Judges will also examine decisions in 2016 to extend the window in which mifepristone can be used to terminate a pregnancy from seven weeks to 10 weeks, and to reduce the number of in-person visits for patients from three to one. In another move in 2016, the FDA changed the dosing regimen, finding that a lower dose of mifepristone was sufficient.
The FDA-approved regimen for medication abortion includes two drugs: mifepristone, which blocks the hormone progesterone, and misoprostol, which induces contractions.
The fact that the justices delayed Kascmaryk’s decision may be a sign that the majority is inclined to reject the challenge.

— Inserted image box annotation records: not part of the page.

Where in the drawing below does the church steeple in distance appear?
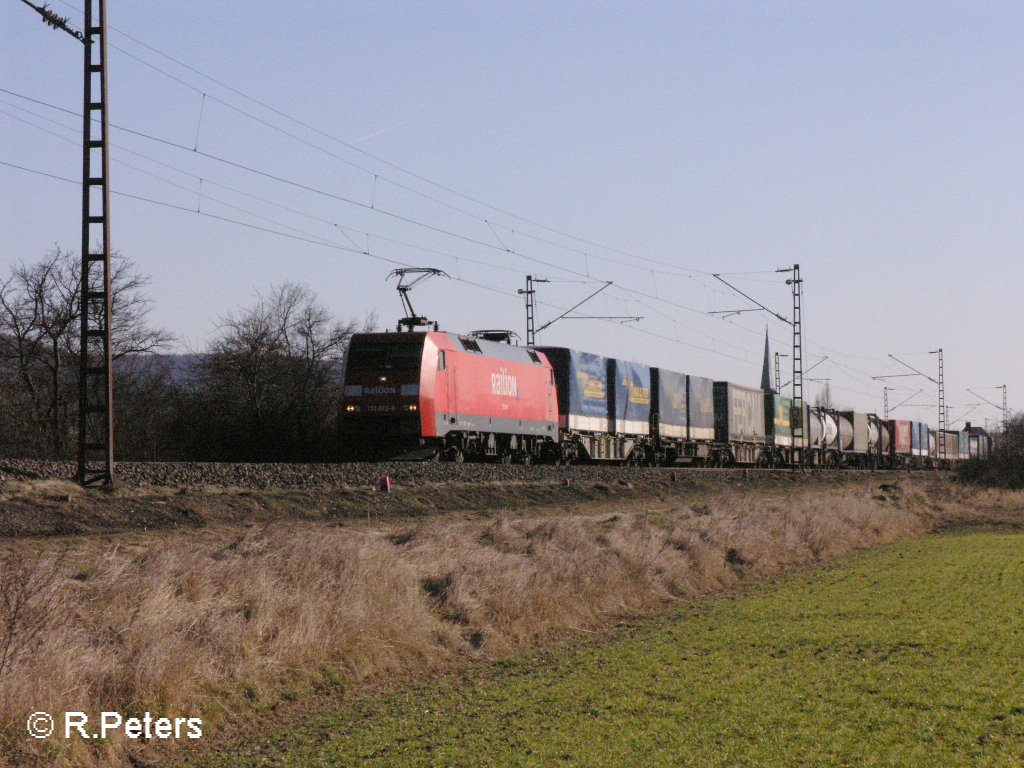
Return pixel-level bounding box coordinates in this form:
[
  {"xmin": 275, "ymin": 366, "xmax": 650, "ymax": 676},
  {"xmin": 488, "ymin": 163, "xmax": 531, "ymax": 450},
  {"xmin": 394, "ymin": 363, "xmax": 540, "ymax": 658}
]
[{"xmin": 761, "ymin": 326, "xmax": 775, "ymax": 392}]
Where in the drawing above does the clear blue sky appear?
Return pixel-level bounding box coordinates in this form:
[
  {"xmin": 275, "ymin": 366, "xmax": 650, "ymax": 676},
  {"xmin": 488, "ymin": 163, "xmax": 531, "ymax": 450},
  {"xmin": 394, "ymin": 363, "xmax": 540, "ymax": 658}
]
[{"xmin": 0, "ymin": 0, "xmax": 1024, "ymax": 423}]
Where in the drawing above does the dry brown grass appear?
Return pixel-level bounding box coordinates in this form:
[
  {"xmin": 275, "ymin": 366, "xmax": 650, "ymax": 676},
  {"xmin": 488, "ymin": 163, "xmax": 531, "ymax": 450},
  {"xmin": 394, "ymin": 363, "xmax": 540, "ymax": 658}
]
[{"xmin": 0, "ymin": 484, "xmax": 1007, "ymax": 765}]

Only two of the nine justices, conservatives Clarence Thomas and Samuel Alito, dissented.
It’s possible the court could settle the case without delving into the knotty legal issues surrounding the FDA’s approval process. The government argued vigorously that the doctors and others who sued lacked standing because they could not show any harm traceable to the FDA’s decisions.
Doctors do not prescribe mifepristone themselves, but they suggest that they are injured because they may be required to treat patients who take the pill and have serious side effects. Because the plaintiffs were against abortion, any action they were forced to take to complete the process would make them complicit, the plaintiffs argued. court documents.
The FDA’s lawyers wrote in the government’s brief that the plaintiffs could at best present a “hypothetical scenario,” which is insufficient to establish their position.
Petitioners “cannot even identify a single instance in which any of their members were forced to provide such care,” he said.